CLMR Working Paper 13-7: Singapore Sling: How Coercion May Cure the Hangover in Financial Benchmark Governance

The International Organization of Securities Commissions (IOSCO) has formalized a set of principles designed to restore confidence in a range of systemically important financial benchmarks. The alacrity with which IOSCO has moved and its endorsement by the G20 is notable. It is far from clear, however, whether the principles provide a basis for sustainable reform. This derives from diametrically conflicting views within IOSCO as to whether benchmarks based on hypothetical submissions can be reformed or must be replaced by systems anchored in observed transactions. As a consequence the principles paper over rather than resolve core ethical deficiencies exposed in a still metastasizing scandal. The paper examines how and why the IOSCO process has privileged symbolism over substance. It then evaluates an alternative approach.
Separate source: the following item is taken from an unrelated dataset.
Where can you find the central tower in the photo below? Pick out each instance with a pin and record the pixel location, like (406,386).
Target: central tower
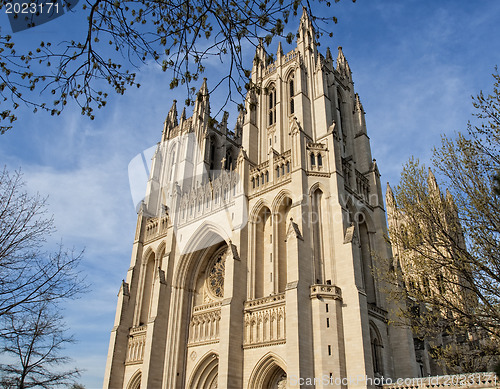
(253,264)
The Monetary Authority of Singapore (MAS) has developed an innovative solution whereby contributing banks to the Singapore Interbank Offered Rate (Sibor) are mandated to privilege the integrity of the benchmark over individual institutional reputational or litigation risk. This regulatory re-engineering of risk management integrates rules, principles and social norms to forge restraint. The paper concludes that this holistic approach, once calibrated to the specific political, economic and cultural dimensions of specific markets, is more likely to embed ethical decision-making, reduce the risk of institutional corruption and achieve socially beneficial outcomes.